Ramon Laureano, CF, Oakland Athletics: .283 BA, 20 HR, 54 RBI
Last year, Laureano put himself on the map with the amazing, 321-foot throw he made against the Angels, showcasing what we now know is one of the strongest arms in baseball. Speaking of defense, Laureano leads all Major League outfielders in putouts and is tied for third in assists. However, his bat has caught up with his glove this year, and he has gained slight attention for his other-worldly July where he is so far hitting well over .400. If that doesn't impress you, over the past 30 days he’s hit .346 and posted a 1.157 OPS, good for fifth in the MLB in that stretch.
Garrett Cooper, RF, Miami Marlins: .304 BA, 11 HR, 37 RBI
With only 76 career at bats before this season, it’s no wonder Cooper has yet to be covered by the media. However, he has quietly put together one of the best seasons on this otherwise uninspiring Marlins team. He has split time between right field and first base, and he’s played above-average defense at both positions. Though he is already 28, Cooper could prove a valuable piece for the future as Miami looks for youngsters to rebuild around.

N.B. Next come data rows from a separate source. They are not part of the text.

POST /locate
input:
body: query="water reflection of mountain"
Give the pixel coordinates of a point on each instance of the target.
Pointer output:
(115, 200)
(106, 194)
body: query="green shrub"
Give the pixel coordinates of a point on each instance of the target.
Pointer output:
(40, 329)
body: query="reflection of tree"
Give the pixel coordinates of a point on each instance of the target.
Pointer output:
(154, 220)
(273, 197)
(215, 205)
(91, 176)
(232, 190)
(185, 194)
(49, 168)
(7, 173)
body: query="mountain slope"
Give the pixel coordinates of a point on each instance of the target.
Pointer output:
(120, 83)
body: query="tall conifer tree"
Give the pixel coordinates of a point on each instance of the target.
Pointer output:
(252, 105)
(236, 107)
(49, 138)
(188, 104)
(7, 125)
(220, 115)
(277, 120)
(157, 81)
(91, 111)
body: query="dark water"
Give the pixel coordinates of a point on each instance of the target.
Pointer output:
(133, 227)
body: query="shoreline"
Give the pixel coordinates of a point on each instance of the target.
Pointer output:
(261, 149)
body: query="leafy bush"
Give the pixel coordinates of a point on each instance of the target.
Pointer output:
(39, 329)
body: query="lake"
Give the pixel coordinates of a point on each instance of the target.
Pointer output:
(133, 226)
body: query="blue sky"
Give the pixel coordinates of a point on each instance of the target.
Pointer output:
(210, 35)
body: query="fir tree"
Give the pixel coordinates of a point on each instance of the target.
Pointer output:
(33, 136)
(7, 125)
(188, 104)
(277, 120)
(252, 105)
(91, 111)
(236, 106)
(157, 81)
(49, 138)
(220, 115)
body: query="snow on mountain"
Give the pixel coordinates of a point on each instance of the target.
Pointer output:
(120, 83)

Jeff McNeil, LF, New York Mets: .342 BA, 9 HR, 41 RBI
Despite the fact that he made the NL All Star team, McNeil might be at the top of this list of “guys having great seasons but getting no recognition.” I mean heck, the guy LEADS ALL OF BASEBALL in batting average, yet they couldn't even get his face right on the scoreboard at the ASG in Cleveland. Throw in the fact that he’s played four positions this year and you have a super-talented guy that has the chance to produce for a long time at the Major League level.

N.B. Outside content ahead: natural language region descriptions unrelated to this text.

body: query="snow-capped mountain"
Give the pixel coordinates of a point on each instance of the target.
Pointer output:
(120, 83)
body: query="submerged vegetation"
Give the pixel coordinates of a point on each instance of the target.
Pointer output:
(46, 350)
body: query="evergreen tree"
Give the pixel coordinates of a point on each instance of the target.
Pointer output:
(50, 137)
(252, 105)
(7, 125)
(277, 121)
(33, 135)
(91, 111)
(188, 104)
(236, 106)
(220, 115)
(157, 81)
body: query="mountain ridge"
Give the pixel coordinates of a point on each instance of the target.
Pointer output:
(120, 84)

Marcus Semien, SS, Oakland Athletics: .267 BA, 15 HR, 50 RBI
Semien kind of breaks the rules here, because he got some attention years ago for being the worst defensive shortstop in the Majors. In 2015, he lead the league in errors with 35 and posted an ugly .947 fielding percentage. However, Semien has worked hard to change the narrative surrounding his defense, and the past two seasons he has transformed into one of the top defensive shortstops in the MLB. Last year, he had the third-highest defensive WAR among AL shortstops, and this year he has been even better. A few stats for you: he is tied for second in the Majors in assists, he has the fourth-best fielding percentage of all MLB shortstops, he is second among all AL position players in SABR defensive index (which accounts for 25 percent of the Gold Glove selection process) and he is third among Major League shortstops in Fangraphs’ DEF and UZR ratings. Woah.

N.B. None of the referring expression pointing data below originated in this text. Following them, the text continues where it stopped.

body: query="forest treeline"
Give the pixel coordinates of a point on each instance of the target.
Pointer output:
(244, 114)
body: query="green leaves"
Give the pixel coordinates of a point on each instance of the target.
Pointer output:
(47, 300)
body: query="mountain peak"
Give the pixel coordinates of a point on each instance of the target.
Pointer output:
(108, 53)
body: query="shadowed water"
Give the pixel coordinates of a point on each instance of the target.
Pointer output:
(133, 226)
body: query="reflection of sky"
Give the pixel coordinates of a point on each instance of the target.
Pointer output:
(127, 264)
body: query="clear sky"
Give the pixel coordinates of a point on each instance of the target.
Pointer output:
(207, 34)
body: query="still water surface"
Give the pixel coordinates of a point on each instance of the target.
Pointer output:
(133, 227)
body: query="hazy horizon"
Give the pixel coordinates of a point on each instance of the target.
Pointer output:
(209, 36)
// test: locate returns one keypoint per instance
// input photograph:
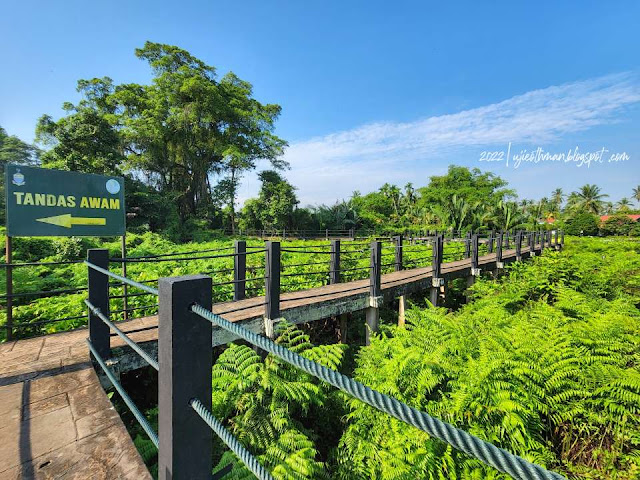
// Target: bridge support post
(398, 266)
(437, 282)
(532, 244)
(499, 262)
(239, 270)
(467, 245)
(185, 361)
(375, 291)
(271, 287)
(334, 277)
(99, 297)
(475, 271)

Brian Reynolds, LF, Pittsburgh Pirates: .328 BA, 7 HR, 39 RBI
Reynolds holds a few key factors for going unnoticed: he plays in a small market for a team that is not especially good, he’s a rookie, and he does not play a marquee position. That doesn't mean anything he’s doing should be discounted though: if he had 11 more plate appearances then he would be qualified for the sixth-highest batting average in the Majors as a rookie. He has also played solid defense at each of the three outfield positions this year, giving the Pirates arguably their most valuable position player of 2019 (if not, he’s a close second to Josh Bell).
Omar Narvaez, C, Seattle Mariners: .294 BA, 16 HR, 40 RBI
A bright spot on an otherwise dull Mariners team, Narvaez has cemented himself as the starting catcher and is doing a darn fine job at it. While his defense may leave something to be desired, he leads the team in average and is third in homers. His coming on in his age-27 season softens the sting of letting former catcher and bust Mike Zunino go only to see him blossom with the Rays.
Eric Sogard, 2B, Toronto Blue Jays: .300 BA, 10 HR, 30 RBI
A clubhouse favorite in Oakland, Sogard never really saw that likability translate to media attention. He got off to a torrid start this year and still failed to receive much fanfare, most likely because people (including me) were awaiting the eventual drop-off. However, he has kept it up, and his .300 batting average would be good for 16th in the Majors if he had about 40 more plate appearances. Plus he continues to provide great defense at the keystone.